Once you get up to 1000.exec, you'll want a systematic way of viewing the executions. fig provides a servlet which allows you to browse executions, group them, and comment on them. Note that the executions don't even have to be generated by fig. The servlet simply reads tab-separated files from execution directories named 0.exec, 1.exec, etc., which could be generated by any program.

The first time, type the following to download Apache Tomcat:

./tomcat

By default, the fig servlet is password protected, so you will need to add the following line into conf/tomcat-users.xml in order to access it:

<user username="YOUR_USERNAME" password="YOUR_PASSWORD" roles="fig-user"/>

Now, start the server:

./tomcat start

Go to http://localhost:8080/fig to see the page.

General points:

  • You will see a table representing the root of a hierarchy. Each row denotes a child item, which you can descend into.
  • Use vi keys ('k' for up, 'j' for down, 'h' for left, 'r' for right) to move around. Type 'o' to open a child item, 'u' to go back to the parent.
  • To reduce server lag, the page does not refresh automatically. Therefore you must refresh manually (press 'R'). You may have to do this several times as the first 'R' just triggers asynchronous reloading.

Go into 'domains', then 'examples', then 'execs', then '(all)'. Each row will correspond to a different execution, and the columns are the fields, which have been read from the map files. You can make notes about executions by going to the 'note' field of a row, press 'E' (or double click on the cell). Type something and press enter. This will directly save the note to the map file.

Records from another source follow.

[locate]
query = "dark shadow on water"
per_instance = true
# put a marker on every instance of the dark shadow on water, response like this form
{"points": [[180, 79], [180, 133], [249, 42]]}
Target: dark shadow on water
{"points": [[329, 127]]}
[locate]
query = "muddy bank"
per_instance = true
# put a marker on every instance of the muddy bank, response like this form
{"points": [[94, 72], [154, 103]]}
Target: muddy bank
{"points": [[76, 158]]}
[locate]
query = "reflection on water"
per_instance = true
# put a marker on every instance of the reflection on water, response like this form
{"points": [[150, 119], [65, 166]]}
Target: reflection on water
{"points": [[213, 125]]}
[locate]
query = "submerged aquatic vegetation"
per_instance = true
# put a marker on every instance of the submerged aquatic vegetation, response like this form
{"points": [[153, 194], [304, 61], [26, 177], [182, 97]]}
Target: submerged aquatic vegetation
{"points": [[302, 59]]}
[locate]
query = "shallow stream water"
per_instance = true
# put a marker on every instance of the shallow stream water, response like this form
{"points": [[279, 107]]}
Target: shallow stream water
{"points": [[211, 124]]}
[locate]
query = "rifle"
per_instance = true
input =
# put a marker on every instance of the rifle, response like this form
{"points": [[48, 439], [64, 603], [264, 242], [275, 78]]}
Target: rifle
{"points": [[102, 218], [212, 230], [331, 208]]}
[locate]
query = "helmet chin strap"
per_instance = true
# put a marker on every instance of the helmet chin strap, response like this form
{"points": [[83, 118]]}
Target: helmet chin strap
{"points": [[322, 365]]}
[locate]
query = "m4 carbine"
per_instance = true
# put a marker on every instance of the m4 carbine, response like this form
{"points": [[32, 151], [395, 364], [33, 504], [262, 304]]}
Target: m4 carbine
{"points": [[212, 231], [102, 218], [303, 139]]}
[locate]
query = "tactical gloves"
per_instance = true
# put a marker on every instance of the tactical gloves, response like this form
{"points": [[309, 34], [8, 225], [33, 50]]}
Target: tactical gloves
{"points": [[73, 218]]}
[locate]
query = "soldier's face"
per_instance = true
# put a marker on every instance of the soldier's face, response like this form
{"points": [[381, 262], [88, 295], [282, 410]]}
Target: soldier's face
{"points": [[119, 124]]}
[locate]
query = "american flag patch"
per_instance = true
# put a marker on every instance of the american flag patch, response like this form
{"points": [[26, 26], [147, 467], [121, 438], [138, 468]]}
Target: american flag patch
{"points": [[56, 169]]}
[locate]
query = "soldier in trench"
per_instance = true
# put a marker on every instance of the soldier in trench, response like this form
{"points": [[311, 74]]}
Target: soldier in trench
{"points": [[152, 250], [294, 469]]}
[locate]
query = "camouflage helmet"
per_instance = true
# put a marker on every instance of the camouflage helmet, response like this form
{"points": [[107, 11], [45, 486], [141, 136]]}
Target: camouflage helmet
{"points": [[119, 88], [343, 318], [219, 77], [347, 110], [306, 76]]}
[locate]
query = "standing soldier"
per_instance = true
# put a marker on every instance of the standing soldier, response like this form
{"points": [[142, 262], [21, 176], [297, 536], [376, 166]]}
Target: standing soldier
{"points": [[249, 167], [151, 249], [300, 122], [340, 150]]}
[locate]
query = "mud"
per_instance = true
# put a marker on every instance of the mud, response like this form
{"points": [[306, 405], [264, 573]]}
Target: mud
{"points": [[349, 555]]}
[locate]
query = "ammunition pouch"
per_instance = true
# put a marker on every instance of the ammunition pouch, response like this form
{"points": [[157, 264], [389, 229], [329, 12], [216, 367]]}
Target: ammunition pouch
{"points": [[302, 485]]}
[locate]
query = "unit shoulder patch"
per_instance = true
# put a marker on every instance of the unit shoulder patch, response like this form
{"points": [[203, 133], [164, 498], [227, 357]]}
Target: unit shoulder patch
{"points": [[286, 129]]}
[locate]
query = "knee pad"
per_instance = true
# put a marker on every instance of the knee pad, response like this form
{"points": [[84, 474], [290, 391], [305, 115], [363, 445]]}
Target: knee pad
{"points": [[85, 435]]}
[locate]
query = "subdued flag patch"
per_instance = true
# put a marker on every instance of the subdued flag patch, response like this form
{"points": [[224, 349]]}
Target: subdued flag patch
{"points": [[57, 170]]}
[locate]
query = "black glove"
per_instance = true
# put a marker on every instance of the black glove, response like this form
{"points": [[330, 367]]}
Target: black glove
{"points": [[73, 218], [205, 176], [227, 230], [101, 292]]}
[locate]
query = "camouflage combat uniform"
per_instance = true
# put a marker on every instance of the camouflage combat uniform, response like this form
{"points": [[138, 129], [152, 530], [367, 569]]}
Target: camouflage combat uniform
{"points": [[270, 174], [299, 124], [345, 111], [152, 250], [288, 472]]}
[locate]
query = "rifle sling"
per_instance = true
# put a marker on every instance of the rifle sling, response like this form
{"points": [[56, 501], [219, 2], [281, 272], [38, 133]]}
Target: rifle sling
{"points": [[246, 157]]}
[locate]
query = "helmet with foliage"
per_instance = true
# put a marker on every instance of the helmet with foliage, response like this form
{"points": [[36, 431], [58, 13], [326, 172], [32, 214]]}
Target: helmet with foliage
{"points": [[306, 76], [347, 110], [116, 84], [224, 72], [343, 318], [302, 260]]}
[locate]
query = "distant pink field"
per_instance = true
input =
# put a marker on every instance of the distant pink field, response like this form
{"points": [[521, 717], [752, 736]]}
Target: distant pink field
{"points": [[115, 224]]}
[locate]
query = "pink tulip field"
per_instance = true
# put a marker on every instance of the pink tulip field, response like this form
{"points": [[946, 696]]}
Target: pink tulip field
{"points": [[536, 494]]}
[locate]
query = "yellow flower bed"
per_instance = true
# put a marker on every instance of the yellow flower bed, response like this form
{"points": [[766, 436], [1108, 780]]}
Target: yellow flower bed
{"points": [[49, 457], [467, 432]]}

To change the columns which are displayed, navigate to 'domains | examples | fieldSpecs | default' (press 'u' twice, 'o' on fieldSpecs, 'o' on 'default'). Each row here is a description of the field to be displayed. The 'data' column here for 'N' is '$options.map:Sample.N', which means that the value displayed for an execution will be gotten by reading the 'Sample.N' key from the options.map file.

To add an entry for 'random', type 'N' to create a new item (and enter 'random' for its name). Set 'data' to '$options.map:Sample.random'. You can move the new row up by pressing 'K' (and 'J' to move down). These movements are not recorded, so you must type 'as' to save (alternatively, select the action from the dropdown box). To view your changes, go back to 'domains | examples | execs | (all)'.

You can select items by typing 'x'. To purge executions, type 'ap'. Currently, this does not actually delete executions from disk, but just moves them away to 0.exec.purged, etc. so it doesn't show up in the servlet.

You can monitor the progress of the executions by refreshing the page. You can kill any executions by selecting them and typing 'ak' (this just creates a 'kill' file in the execution directory and waits for the process to kill itself).

Java libraries:

fig contains a suite of miscellaneous Java libraries. Here's a few of them:

  • fig.prob.SampleUtils: sample from various distributions
  • fig.basic.StopWatch: timing pieces of your code
  • fig.basic.ListUtils, fig.basic.MapUtils, fig.basic.NumUtils
  • fig.basic.LispTree: allows parsing/writing of Lisp-like S-expressions.

Command-line utilities:

  • bin/q: simple workqueue system for running jobs remotely.
  • bin/qcreate: script to run a command in an execution directory.
  • bin/execrunner.rb: allows you to manage complex sets of parameters and automatically generate all the combinations.